Este mesmo desafio lanço aos catequistas, aos diversos movimentos, às famílias e aos jovens.

Vamos viver com entusiasmo, com profundidade e com criatividade este tempo de conversão e renovação pessoal e comunitária.

 

  1. Tempo de reconciliação sacramental. Exige-se uma verdadeira evangelização no que respeita à realidade do pecado na vida pessoal e comunitária e a proclamação da Boa Nova do perdão de Jesus Cristo que passa pelo sacramento da reconciliação e do perdão. Importa ajudar a reconhecer que por vontade divina os gestos libertadores de Jesus Cristo foram entregues aos Seus Apóstolos e neles à Sua Igreja, na pessoa daqueles que têm o mandato de presidir a cada um dos sacramentos, também no da reconciliação.

Igualmente é importante que os sacerdotes se disponibilizem para o acolhimento e para atender cada um dos penitentes que busca o sacramento da reconciliação. Nunca tanto como hoje as pessoas manifestam a necessidade de alguém que as ouça, que as acolha e que lhes ofereça a graça do perdão.

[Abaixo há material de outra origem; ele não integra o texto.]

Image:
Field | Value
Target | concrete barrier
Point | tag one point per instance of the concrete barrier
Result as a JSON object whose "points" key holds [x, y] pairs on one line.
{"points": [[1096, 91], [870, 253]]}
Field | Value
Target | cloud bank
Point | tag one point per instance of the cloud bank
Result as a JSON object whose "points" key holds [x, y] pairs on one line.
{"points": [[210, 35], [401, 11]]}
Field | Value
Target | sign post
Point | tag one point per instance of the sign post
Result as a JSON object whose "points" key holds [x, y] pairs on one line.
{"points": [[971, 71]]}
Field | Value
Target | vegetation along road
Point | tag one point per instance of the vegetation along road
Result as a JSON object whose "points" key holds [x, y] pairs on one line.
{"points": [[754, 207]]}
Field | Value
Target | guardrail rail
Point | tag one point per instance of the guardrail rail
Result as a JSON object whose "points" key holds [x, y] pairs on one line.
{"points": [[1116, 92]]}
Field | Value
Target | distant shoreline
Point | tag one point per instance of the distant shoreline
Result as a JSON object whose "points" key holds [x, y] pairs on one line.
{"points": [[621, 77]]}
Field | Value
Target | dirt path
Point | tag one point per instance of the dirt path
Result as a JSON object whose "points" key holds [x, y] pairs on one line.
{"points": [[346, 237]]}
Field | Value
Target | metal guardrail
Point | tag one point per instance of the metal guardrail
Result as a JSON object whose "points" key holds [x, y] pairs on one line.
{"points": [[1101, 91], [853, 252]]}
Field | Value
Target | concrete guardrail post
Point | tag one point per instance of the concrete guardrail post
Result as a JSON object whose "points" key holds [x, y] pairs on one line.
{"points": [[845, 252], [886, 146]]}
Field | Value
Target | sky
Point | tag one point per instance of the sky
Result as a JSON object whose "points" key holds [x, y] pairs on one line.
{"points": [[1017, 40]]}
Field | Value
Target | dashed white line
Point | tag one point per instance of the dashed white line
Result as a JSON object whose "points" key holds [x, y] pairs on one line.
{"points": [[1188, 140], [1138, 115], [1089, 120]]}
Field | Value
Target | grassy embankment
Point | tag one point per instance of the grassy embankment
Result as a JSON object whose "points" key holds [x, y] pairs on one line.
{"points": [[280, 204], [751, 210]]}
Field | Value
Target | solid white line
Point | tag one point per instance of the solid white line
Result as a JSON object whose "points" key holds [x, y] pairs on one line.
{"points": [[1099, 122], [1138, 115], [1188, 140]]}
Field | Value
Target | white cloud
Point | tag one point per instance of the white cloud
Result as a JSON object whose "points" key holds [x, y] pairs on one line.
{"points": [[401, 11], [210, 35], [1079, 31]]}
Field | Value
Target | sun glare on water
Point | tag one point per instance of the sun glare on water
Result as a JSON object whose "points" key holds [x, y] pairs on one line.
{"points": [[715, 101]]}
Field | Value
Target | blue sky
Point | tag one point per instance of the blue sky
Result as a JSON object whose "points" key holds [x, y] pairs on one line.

Este é o ministério prioritário do sacerdote. Exorto a cada um dos sacerdotes que se disponibilize, mesmo com sacrifício de outras actividades, para atender as pessoas que desejem receber a graça do sacramento da reconciliação. E mais, que durante este tempo quaresmal se ajude a reconhecer a necessidade do perdão sacramental e se indique horários e espaços onde cada um poderá encontrar um sacerdote para o atender, acolher, escutar e oferecer a graça do perdão.

 

  1. Apelo ao essencial na oração, jejum, abstinência e partilha. Numa sociedade que seduz para a abundância e para a escravidão dos bens materiais, este tempo quaresmal reveste-se de uma oportunidade, a exemplo de Jesus Cristo no deserto, se afasta da tentação do prestígio, do possuir, do prazer desenfreado e do poder, para se centrar no essencial da vida de cada pessoa.

Deste modo, o apelo à oração intensa, auscultado a vontade de Deus e deixando-se conduzir por ela, discernindo os caminhos da verdadeira liberdade e a realização pessoal, em partilha comunitária, e sentido a prioridade dada ao amor a Deus e aos irmãos.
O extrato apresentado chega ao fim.